Me: “I wish we lived in Baghdad’s Jewish Quarter.”

Mom: “What? The Jewish Quarter?” Raising her left eyebrow, “Are you crazy?”

I was longing for her nightmare.

Romanticizing the Jewish Quarter of Baghdad was the height of stupidity. “Booma” (unwise owl), she chided lovingly. Here we were, in California, in her San Francisco kitchen, with a view of the Golden Gate Bridge and I was talking about wanting to live where?

Abu Sifain, the Jewish Quarter, was the last resort, should her father’s business fail.

“I remember going there to visit relatives… at the entrance you had to pass a line of blind beggars sitting in their kaka.”

“What? Jewish beggars?”

“Of course, lots of poor Jews in Iraq,” she sounded surprised I was so ignorant, but I live in America.

Ever pragmatic, “It’s a good thing it was so hot in Baghdad; it (the feces) dried up quickly,” she added.

“And not only that, where do you think they come first when they come for you?” The Jewish Quarter was the most vulnerable, “…always the poor get it first — we were all sitting ducks in the Farhud, they almost got to us, but luckily we lived in a suburb further out …”

She remembers the screams, “It was our pogrom.”

Even though I’ve heard the story before, it’s always as if I am hearing it for the first time.
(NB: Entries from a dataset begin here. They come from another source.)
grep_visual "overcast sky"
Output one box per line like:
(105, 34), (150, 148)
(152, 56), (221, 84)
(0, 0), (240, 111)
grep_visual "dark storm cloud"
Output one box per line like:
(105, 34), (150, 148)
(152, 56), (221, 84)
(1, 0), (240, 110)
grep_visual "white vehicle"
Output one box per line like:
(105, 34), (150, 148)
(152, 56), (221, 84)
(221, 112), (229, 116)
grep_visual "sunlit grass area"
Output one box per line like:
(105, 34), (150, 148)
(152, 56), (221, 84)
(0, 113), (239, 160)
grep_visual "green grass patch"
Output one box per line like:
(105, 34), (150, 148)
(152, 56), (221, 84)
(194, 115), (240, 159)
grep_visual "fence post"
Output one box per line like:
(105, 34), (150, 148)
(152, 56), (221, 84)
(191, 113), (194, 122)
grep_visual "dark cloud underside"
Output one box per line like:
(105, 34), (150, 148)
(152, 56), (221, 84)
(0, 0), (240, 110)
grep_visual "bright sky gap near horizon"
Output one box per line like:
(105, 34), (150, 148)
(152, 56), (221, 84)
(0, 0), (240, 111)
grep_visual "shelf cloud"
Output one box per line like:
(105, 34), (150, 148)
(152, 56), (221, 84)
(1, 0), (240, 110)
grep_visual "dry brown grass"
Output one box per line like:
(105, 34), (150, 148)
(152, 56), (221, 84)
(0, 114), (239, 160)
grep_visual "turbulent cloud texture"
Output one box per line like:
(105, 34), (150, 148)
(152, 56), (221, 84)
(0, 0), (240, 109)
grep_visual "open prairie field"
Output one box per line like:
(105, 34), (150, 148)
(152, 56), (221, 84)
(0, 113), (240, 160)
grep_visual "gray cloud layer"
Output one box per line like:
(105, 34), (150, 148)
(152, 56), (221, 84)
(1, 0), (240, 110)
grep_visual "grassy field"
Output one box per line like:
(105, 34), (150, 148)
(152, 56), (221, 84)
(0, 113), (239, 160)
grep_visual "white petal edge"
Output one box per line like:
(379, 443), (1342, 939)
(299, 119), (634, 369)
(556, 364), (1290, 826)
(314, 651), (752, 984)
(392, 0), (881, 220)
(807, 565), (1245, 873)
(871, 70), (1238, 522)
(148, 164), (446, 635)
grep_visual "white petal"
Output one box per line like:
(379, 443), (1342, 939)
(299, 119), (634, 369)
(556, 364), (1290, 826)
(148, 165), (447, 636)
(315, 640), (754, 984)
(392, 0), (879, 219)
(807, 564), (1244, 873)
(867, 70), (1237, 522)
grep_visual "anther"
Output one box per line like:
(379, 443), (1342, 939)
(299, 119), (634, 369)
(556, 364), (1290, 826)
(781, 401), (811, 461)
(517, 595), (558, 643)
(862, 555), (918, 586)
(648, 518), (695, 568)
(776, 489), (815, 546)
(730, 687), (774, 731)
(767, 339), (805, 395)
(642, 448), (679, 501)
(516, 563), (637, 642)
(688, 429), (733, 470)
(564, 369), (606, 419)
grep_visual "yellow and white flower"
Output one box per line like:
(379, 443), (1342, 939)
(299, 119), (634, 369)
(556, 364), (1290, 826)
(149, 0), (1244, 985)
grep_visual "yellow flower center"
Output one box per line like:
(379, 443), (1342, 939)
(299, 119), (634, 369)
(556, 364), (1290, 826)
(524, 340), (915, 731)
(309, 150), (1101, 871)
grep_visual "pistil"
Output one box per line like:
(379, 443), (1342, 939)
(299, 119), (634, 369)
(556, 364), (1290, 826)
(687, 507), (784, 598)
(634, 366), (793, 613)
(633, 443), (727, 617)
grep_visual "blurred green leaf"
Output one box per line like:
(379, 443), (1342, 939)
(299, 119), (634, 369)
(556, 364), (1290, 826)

Rampaging mobs storming the alleys, the dwellings pillaged, the girls raped, the looting, the horror.

“The screams, the screams, they were coming for us…”

Mom never forgave the British for not intervening sooner. “What’s a few Jews to appease an appetite?

Let the Arabs take it out on the Jews.”

It took 48 hours of terror before the British, who had a base nearby, gave the order to stop it.

“We went to see after, not a grain of rice left, the plundering was unbelievable… we will never know how many girls and women…thousands of lives ruined.”

The Jewish Quarter was decimated, its residents broken, Baghdad’s ancient and strong-despite-it-all Jewish community traumatized.

But it took Sami Michael’s brilliantly executed novel, “Victoria,” set in the Jewish Quarter, to cure me of my romantic notions of community, continuity, and connection. I felt transported to a place I would only want to get out of.

“Victoria” caused upset within the Iraqi Jewish community in Israel. They were working overtime for respect among the Ashkenazim, the book fueled fears. “Victoria” takes place in a slum. The Jewish Quarter was not representative of Baghdad’s Jews, its doctors, teachers, and lawyers and successful businesses. Fear of being seen (again) by the Ashkenazim as ignorant impoverished Jews ruled by superstition woke past injuries.

A novel about life in Europe’s shtetls would depict a similar narrative of backwardness, ignorance, superstition, the grinding struggle of victimization, and poverty. But it wasn’t the Ashkenazim who had to prove themselves in modern day Israel, they were the elite, no different from any established group fearfully looking down on Mizrahi refugees.

The memory of Iraqi Jews sprayed with DDT upon landing in Israel was still fresh. Jews from Arab lands were used to being abused under Islam, which is why they left if they could, and fled when they had to. With nothing. They did not expect such treatment from fellow Jews. They did not anticipate the harsh entry.

The Ashkenazim were afraid of losing their“European” version of what Israel should look like. With approximately 650,000 of the 850,000 exiled Arabic, Mizrahi, Sephardi Jewish refugees pouring into the newly established state, not only the demographics, but the culture was going to change. It would be more Mizrahi than Ashkenazi.

The Jewish refugees from the Middle East and North Africa, like their European counterparts, were determined survivors — they knew the insults and adjustment were excruciatingly painful, but temporary. “First you survive and then you thrive,” Mom said.

The fear on both sides was temporary; integration was inevitable. Israel society has become “Mizrahi-fied.” Rock star Dudu Tassa is only one of many examples of artists reclaiming cultural roots once demeaned. Mizrahim and Ashkenazim have come together in every arena. There is nothing as exciting as true integration in action.

Israel is where all our roots mingle and flourish today with a vitality I am not sure exists anywhere else. With the multiplicity of cultures from Poland to Yemen to Ethiopia and more, our people have created an energy we have never known. The innovations are mind-boggling.

Israel’s evolution is an incredible lesson in survival, intense self-determination, courage, and gratitude. And joy. Israel is one of the most creative and “happiest” countries on the planet.

It’s an amazing feat, an incredible dance. Despite all the suffering involved in displacement, we are in a better place. Mom was right.